Generating Behavior for Vehicles

by Daniel Pollithy

This post is a loose collection of JavaScript demos I made while studying for the course “Generating Behavior for Vehicles”.

The following two gifs show you how two of the demos work:

**Planning a path through a city map with A star **

A* A star

A drifting car

linearized dynamic one track

Kinematic One Track Model

A car is controlled by its steering angle \(\delta\) and its acceleration. If we want a vehicle to perform any kind of maneuver then we have to relate the input commands (steering and acceleration) with future positions of the car.

For this purpose we use dead reckoning. In the following example we assume to have a car with constant velocity. You can control its steering angle with the slider below. It starts to drive once you change the steering angle a little bit.

Steering angle:

The model is called kinematic because we only model the geometry and not the dynamics. This will be our next step. It is called One-Track because we assume that the two wheels on both axis can be modelled by averaged wheels in the center of both axis.

The simple differential equations are:

\[\dot{x} = v \cdot \frac{\cos(\delta)}{l}\] \[\dot{y} = v \cdot \frac{\sin(\delta)}{l}\] \[\dot{\theta} = v \cdot \frac{\tan(\delta)}{l}\]

Assuming constant inputs we use the Forward Euler to calculate the new state:

\[x = x + \Delta x\] \[y = y + \Delta y\] \[\theta = \theta + \Delta \theta\]

This model is in general unrealistic because it assumes that the car can change its direction instantaneously. But it works good enough as long as the velocity of the car is low. Therefore we could use it to build a parking assistant.

Linearized Dynamic One Track Model

Now we consider a car which is driving with a regular speed like 50 km/h. In this model we accept that there can be a difference between the steering angle and the real angle in which direction the mass of the vehicle moves. Usually we want this discrepancy to be as low as possible because it is difficult to control the car then. Think of a drifting car.
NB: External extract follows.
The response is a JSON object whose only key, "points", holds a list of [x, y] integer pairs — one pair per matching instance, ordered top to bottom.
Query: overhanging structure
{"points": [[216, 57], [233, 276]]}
In the following demo you can control the steering angle again (velocity is constant). Because it is easy to loose control and leave the screen, the car will come back into the screen if that happens.

Steering angle:

This linearized dynamic one track model can be used in ESP systems to estimate the yaw rate of the car. If it is higher than the driver might expect it then it is becoming dangerous because the control over the car can be lost easily. Starting from this the ESP regulator can break tires or accelerate others to reduce the yaw rate to keep the car controllable.

ToDo: Add equations for dynamic one track model and show how to linearize

Planning

We want our car to perform a maneuver. But what should it actually do? Let’s think about the scenario when a car wants to drive from one point in a city to another point. We assume that we have an HD (high definition) city map and we want to plan an optimal path.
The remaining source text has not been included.